The tender has been awarded to a consortium led by French multinational electric utility company, ENGIE, including Toyota Tsusho Corporation/Eurus Energy Holdings Corporation (40%) and Orascom Construction Limited (20%).

According to the French firm, the 250MW wind farm will commence construction at the end of 2017 with an expected completion timeline of 24 months.

Wind investment

The farm has secured an off taker under a 20-year Power Purchase Agreement (PPA) with the Egyptian Electricity Transmission Company (EETC).

Officials of ENGIE signing the BOO contract. Image source: ENGIE Group.

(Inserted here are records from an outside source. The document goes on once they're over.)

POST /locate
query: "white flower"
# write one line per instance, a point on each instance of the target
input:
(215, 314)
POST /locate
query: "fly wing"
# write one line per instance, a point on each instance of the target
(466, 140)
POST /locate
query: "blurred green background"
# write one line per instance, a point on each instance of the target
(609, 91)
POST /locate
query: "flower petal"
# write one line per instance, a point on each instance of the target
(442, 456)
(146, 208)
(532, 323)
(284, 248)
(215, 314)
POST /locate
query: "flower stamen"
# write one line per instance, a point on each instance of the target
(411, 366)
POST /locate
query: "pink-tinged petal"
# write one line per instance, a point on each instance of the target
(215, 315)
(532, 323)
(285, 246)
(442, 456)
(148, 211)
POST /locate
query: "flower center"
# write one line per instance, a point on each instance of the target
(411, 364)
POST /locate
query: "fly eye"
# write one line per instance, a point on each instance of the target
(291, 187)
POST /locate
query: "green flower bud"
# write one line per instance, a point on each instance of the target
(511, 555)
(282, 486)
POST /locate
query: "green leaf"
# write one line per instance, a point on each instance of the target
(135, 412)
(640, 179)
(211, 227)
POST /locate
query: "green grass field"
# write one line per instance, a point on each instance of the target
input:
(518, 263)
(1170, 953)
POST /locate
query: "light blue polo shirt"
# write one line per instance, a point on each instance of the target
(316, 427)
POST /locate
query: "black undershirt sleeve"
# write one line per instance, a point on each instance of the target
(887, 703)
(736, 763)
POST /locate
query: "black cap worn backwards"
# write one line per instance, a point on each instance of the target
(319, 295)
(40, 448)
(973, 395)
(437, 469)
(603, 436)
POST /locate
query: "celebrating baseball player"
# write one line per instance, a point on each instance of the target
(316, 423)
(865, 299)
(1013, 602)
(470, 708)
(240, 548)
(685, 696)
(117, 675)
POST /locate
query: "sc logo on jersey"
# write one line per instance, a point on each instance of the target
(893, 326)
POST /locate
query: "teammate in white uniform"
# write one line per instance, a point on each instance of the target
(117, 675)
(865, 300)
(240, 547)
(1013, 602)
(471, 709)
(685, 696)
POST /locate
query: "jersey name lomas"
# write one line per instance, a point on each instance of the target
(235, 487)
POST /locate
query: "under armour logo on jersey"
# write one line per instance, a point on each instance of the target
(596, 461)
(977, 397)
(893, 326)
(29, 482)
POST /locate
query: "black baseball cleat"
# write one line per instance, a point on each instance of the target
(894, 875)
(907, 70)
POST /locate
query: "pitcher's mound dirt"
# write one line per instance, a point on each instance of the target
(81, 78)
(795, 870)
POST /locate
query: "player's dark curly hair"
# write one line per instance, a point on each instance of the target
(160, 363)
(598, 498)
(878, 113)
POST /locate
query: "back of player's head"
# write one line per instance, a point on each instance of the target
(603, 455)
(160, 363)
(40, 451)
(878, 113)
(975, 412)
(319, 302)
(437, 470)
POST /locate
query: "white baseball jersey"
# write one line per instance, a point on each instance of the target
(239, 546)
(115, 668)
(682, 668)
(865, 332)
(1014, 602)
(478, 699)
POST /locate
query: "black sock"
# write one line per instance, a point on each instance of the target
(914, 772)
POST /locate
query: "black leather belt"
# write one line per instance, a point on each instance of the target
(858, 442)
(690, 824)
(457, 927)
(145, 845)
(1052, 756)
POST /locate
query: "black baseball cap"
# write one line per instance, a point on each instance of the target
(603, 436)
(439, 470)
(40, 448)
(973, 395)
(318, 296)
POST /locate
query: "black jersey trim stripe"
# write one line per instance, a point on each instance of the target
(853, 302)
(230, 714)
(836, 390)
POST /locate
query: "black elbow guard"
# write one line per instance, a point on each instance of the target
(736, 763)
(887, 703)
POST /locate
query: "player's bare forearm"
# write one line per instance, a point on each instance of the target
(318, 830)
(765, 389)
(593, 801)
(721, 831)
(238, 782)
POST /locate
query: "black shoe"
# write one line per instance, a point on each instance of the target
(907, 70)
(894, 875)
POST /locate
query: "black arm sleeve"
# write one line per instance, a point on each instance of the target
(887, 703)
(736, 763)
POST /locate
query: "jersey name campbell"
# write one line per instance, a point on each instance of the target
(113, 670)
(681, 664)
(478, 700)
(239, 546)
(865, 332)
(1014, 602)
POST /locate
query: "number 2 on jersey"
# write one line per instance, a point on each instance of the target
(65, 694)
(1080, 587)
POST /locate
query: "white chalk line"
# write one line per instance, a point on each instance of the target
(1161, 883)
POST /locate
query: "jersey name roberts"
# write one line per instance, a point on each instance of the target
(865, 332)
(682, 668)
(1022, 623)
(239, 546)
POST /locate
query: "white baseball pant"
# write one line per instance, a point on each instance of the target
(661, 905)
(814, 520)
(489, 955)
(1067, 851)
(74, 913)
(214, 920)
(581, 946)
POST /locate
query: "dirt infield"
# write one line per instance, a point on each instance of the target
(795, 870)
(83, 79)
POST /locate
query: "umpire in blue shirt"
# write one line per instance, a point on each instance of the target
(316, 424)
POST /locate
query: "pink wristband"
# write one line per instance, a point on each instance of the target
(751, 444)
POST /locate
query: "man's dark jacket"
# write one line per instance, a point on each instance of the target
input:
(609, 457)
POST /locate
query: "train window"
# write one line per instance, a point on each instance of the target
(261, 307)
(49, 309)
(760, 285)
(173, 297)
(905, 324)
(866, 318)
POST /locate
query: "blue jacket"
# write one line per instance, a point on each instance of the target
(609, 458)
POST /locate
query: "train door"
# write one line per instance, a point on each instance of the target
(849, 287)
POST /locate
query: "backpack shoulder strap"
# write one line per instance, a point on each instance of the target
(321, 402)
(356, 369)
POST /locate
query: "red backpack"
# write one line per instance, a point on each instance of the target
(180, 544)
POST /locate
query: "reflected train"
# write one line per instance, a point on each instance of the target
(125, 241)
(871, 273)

Bruno Bensasson, CEO of ENGIE Africa commented : “Egypt is a country which expects a strong power demand growth in the next years to accompany its economic and social development.” Read more…

The Gulf of SUEZ has an estimated cost of $400 million, where financing will be provided by the Japanese Bank for International Corporation (JBIC) in coordination with commercial lenders SMBC and Sociéte Générale, ENGIE noted.

The firm added that the Japanese Export Credit Agency, NEXI is providing an insurance cover for the commercial lenders.

Bensasson added: “Gulf of SUEZ is definitely proof that good regulation can bring foreign investment at a competitive price to the benefit of African countries. For our Group it is an opportunity to scale up our presence in a strategic country with a long-term contracted asset guaranteed by the government.”

The project forms part of the Egyptian government’s drive to increase the share of renewables in the energy mix with a target wind generation capacity of 7GW by 2022.